Tuesday, June 02, 2009

Is he some kind of superhero?



I hate Donnie Darko.

I shouldn't. The premise is brilliant. 6-foot tall bunny tells teen that the world will end in 28 days (or thereabouts). Strange events ensue. I naively assumed that the strange events would make sense, as most movies try and make sense. Instead the bits and pieces of explanation scattered throughout the movie never coalesced into something coherent by the time of the befuddling last wave. A movie that was all potential and no payoff. Yet, there was the lingering feeling that the movie DID make sense, I just didn't know how.

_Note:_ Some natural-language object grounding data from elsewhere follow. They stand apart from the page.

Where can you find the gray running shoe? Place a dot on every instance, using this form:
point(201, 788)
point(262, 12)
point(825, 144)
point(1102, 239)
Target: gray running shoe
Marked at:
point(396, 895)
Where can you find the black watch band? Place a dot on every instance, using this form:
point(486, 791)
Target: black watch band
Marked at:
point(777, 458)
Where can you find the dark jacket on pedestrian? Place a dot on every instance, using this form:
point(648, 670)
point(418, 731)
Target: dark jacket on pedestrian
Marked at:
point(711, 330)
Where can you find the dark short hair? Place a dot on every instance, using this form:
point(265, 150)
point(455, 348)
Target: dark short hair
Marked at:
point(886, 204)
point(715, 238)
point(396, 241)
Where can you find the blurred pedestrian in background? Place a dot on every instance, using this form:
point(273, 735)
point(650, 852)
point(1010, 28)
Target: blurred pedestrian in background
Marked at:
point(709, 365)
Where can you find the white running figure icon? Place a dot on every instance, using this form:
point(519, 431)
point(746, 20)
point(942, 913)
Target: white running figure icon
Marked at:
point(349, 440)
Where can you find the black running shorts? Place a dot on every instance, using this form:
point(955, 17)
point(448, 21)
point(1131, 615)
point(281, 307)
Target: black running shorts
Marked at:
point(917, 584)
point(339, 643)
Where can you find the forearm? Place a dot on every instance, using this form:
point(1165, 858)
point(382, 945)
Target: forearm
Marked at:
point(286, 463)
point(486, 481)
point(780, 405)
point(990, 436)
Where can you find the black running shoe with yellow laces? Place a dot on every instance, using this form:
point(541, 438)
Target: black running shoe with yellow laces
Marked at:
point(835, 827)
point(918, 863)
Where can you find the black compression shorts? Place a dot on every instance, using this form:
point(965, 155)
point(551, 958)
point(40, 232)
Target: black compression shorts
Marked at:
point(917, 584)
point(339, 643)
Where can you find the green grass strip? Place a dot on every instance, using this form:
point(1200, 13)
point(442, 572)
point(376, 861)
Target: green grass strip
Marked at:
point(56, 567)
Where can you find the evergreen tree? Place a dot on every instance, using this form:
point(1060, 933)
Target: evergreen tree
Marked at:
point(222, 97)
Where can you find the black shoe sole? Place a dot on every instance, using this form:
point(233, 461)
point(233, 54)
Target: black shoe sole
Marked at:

Bless the internet. In my confusion, I found that absolute confusion was the reaction of basically everyone who saw the Darko the first time and that there were explanatory articles for someone in my position. It turns out the only way to really understand the movie is to read the accompanying material gathered from the DVD release, interviews with the filmmaker, etc. Everything makes sense. Everything was perfectly crafted.

I love Donnie Darko.

But I still hate Donnie Darko.

I hate that the answers to the film are not found within the film itself, but have to be explained elsewhere. So much more clarity could have been injected into the film, additional explanatory passages from the Philosophy of Time Travel, a couple of bits of mysterious dialogue from Grandma Death. I was robbed of that growing excitement you feel in a confusing movie where you feel, "Hey, I'm finally getting the super weird secret about this thing!" and your brain starts to jiggle with the information you have and you sit at the edge of your seat and you want to pause the movie and turn to whoever your watching the movie with to say, "HOLYCRAP! He's DEAD!" or something like that. Instead, the discovery was belated. It wasn't part of the movie experience.

But my brain started toying around with Donnie D. "Self," said my Brain, "a number of books assume that you've read the bible. Movies assume you've seen other movies or read certain book or know of certain happenings. If you haven't, the story/joke/incident is flat. Only with context, does the event make sense. So what if Donnie Darko did it the opposite way? So what if it sent you in search of other materials to understand what you saw? Isn't that, in a way, cooler than understanding because you already had the prior knowledge? Only those who seek the additional information get the movie."

I love Donnie Darko.

(I also still hate Donnie Darko. Because the other half of my brain says, "Really, we spent that much time ruminating about a 6-foot rabbit and his prophecies of doom?" To which the first half of my brain says, "Fiver, baby. Fiver.")

3 comments:

Josh said...

Yeah, finally! I had the exact same reaction. Love/hate/love/hate. It's on love for good now, though. I'm glad you finally got a chance to watch it. We'll have to talk about it when I get back in to work.

Adrienne said...

Oh MAN! Now I can confess that I've always been intrigued by that movie, but never took the plunge. By all apparent signs, I would have HA-TED it. So thanks for helping me out before I wasted a couple hours and blew my teeny brain.

Wendy K said...

I saw it about three years ago and enjoyed it. Even though I didn't understand it, I was still entertained. That bunny guy was freaky. I also liked the music.

I don't care enough to look it up on the internet. I'm perfectly content about not understanding it. Though, it's on our Netflix list for a re-watch.